Cache coherency: Threads vs Cores

Ima*_*mak 3 concurrency multithreading caching

I am currently studying concurrent systems, and I've become a little confused with the concept of cache coherency when working with multiple threads and multiple cores at the same time.

Some assumptions as I understand:

  • Cores have caches
  • Cores may have multiple threads at one time (if hyperthreaded)
  • A thread is a single line of commands that are getting processed
  • Thus, threads are not physical hardware and threads don't have caches and use the core's cache

Suppose a core has we have two threads and x is a shared variable with value five. Both want to execute:

my_y = x;

Where my_y is a private variable defined by both threads. Now suppose thread 0 executes:

x++;

Finally, suppose that thread 1 now executes:

my_z = x;

Where my_z is another private variable.

My book says the following:

What's the value in my_z? Is it five? Or is it six? The problem is that there are (at least) three copies of x: the one in main memory, the one in thread 0's cache, and the one in thread 1's cache.

How does this work? How are there at least three copies of x and why does the book specify that each thread has its own cache? To me, it would make sense that the core which is running the two threads has the value of x in its cache and thus both threads have the value in "their" (shared) cache.

In other words, when x++ is updated, the value in the core's cache would be updated. Then, thread 1 would execute my_z = x; which is still in the core's cache and it is up to date. Thus, there would be no coherency issue because the two threads basically share the cache.
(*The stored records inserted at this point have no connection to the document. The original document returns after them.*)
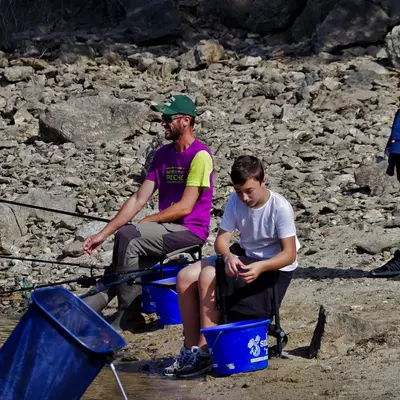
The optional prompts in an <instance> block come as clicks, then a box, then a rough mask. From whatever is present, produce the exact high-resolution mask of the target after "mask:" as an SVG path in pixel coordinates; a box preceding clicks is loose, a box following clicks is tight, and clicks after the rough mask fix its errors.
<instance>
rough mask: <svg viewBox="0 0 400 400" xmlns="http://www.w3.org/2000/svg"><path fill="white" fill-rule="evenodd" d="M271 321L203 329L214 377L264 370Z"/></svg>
mask: <svg viewBox="0 0 400 400" xmlns="http://www.w3.org/2000/svg"><path fill="white" fill-rule="evenodd" d="M270 322H271V321H270V320H269V319H257V320H249V321H240V322H234V323H231V324H224V325H217V326H212V327H210V328H204V329H202V330H201V332H202V333H203V334H204V336H205V338H206V341H207V346H208V348H209V349H210V353H211V356H212V360H213V365H214V371H215V374H216V375H219V376H224V375H231V374H238V373H240V372H250V371H255V370H258V369H264V368H267V367H268V324H269V323H270Z"/></svg>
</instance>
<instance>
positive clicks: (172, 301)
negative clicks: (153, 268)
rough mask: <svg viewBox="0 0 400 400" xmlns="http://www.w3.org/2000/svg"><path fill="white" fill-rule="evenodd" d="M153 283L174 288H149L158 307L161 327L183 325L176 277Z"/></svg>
mask: <svg viewBox="0 0 400 400" xmlns="http://www.w3.org/2000/svg"><path fill="white" fill-rule="evenodd" d="M153 283H161V284H163V285H171V286H172V287H173V288H174V289H172V288H168V287H165V288H163V287H154V286H153V287H152V286H149V290H150V296H151V299H152V301H153V302H154V304H155V306H156V313H157V315H158V317H159V323H160V326H161V327H164V326H166V325H177V324H181V323H182V319H181V313H180V311H179V304H178V293H177V292H176V291H175V285H176V277H175V278H166V279H160V280H158V281H154V282H153Z"/></svg>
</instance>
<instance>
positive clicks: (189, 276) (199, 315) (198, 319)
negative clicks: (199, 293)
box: [176, 260, 203, 349]
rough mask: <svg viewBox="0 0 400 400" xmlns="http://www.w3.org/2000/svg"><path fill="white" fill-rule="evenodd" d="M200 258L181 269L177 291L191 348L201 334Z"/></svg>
mask: <svg viewBox="0 0 400 400" xmlns="http://www.w3.org/2000/svg"><path fill="white" fill-rule="evenodd" d="M202 262H203V260H200V261H198V262H196V263H194V264H192V265H189V266H188V267H185V268H183V269H182V270H181V271H179V274H178V279H177V286H176V289H177V292H178V301H179V310H180V312H181V318H182V324H183V331H184V335H185V347H186V348H187V349H191V347H192V346H197V342H198V341H199V334H200V314H199V307H200V305H199V292H198V288H197V281H198V279H199V275H200V271H201V263H202Z"/></svg>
It could be that the book assumes that each core has only one thread, but the book did previously mention something about "if there are more threads than cores". Does "if there are more threads than cores" imply that a core has more than one thread (hyperthreading) or is there some sort of thread scheduling happening so that each core only has one thread at a time?

即使是这种情况(核的调度,一个核一次只能有一个线程),如果一个核拥有线程0,执行x++然后获取试图执行my_z = x;x值的线程1仍然存在如果我没记错的话,在那个核心的缓存中。

附加问题:线程的私有变量如何存储在内存中?它们的存储方式是否与使用时复制到核心缓存中的任何变量相同?如果是这种情况,如果多个线程正在使用缓存(无论是同时还是计划的),那么在核心缓存中拥有私有变量是否会出现问题?

根据 @biziclop 的要求,本书陈述了以下假设:

  • 我们使用MIMD系统,即节点具有相同的架构。(不过,这本书没有具体说明这是哪种架构)
  • 我们的项目是 SPMD。因此,我们将编写一个可以使用分支来具有多种行为的程序。
  • 我们假设内核相同但异步运行。
  • 我们使用 C 语言进行编程,在本节中我们重点关注 Pthreads。

任何帮助,将不胜感激!

Sol*_*low 5

为什么书上规定每个线程都有自己的缓存?

作者太草率了。线程没有缓存。运行线程的处理器核心具有缓存。

这本书之前[说]“如果线程多于核心”。[这]是否意味着一个核心有多个线程(超线程),或者是否发生某种线程调度,以便每个核心一次只有一个线程?

这些事情中的任何一件都可能是真的。我们已经确定作者的语言有点草率,因此从上下文中取出这句话,无法判断它是在谈论比内核更多的硬件线程还是更多的软件线程。

线程的私有变量在内存中是如何存储的?

进程中的所有线程都看到完全相同的虚拟地址空间。从最广泛的意义上讲,“私有”只是描述了一个仅由一个线程使用的内存位置,并且该位置为何仅由一个线程使用并不重要。

从更狭义的意义上讲,每个线程都有一个函数激活记录堆栈(也称为“调用堆栈”),其中包含所有活动函数调用的参数和局部变量。在许多编程语言中,一个线程不可能与任何其他线程共享其参数或局部变量,因此这些内存位置自动是“私有的”。在其他编程语言中,可以共享arg 或本地变量,但程序员必须编写显式代码来共享它,无论如何,这可能不是一个好主意。

如果多个线程正在使用缓存(无论是同时还是计划的),那么在核心缓存中拥有私有变量会出现问题吗?

当两个不同的内存位置都散列到相同的缓存位置时,称为冲突。是的!碰撞有时会发生。如果某个缓存行包含变量X,并且线程T想要访问恰好使用同一缓存行的变量Y,那么内存系统将让线程T在从主存中获取数据时等待。

这种现象也称为“错误共享”(通常当它成为问题时),如果您确定它确实降低了程序的性能,您可以通过 Google 搜索避免这种情况的策略。